A Rheological Analogue for Brownian Motion with Hydrodynamic Memory

TL;DR

This paper introduces a rheological analogue model for Brownian motion with hydrodynamic memory, simplifying calculations of particle displacement by linking fractional derivatives to a mechanical network.

Contribution

It presents a novel mechanical network model using a fractional Scott-Blair element and an inerter to represent hydrodynamic memory in Brownian motion.

Findings

The model captures long-range force correlations in Brownian particles.

Mean-square displacement calculations are simplified using the network.

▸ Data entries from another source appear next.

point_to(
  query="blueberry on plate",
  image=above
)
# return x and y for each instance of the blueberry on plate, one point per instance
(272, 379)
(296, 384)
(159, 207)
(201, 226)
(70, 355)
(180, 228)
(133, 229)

Results are expressed with Mittag-Leffler functions.

Abstract

When the density of the fluid surrounding suspended Brownian particles is appreciable, in addition to the forces appearing in the traditional Ornstein and Uhlenbeck theory of Brownian motion, additional forces emerge as the displaced fluid in the vicinity of the randomly moving Brownian particle acts back on the particle giving rise to long-range force correlations which manifest as a ``long-time tail'' in the decay of the velocity autocorrelation function known as hydrodynamic memory. In this paper, after recognizing that for Brownian particles immersed in a Newtonian, viscous fluid, the hydrodynamic memory term in the generalized Langevin equation is essentially the 1/2 fractional derivative of the velocity of the Brownian particle, we present a rheological analogue for Brownian motion with hydrodynamic memory which consists of a linear dashpot of a fractional Scott-Blair element and an inerter. The synthesis of the proposed mechanical network that is suggested from the structure of the generalized Langevin equation simplifies appreciably the calculations of the mean-square displacement and its time-derivatives which can also be expressed in terms of the two-parameter Mittag--Leffler function.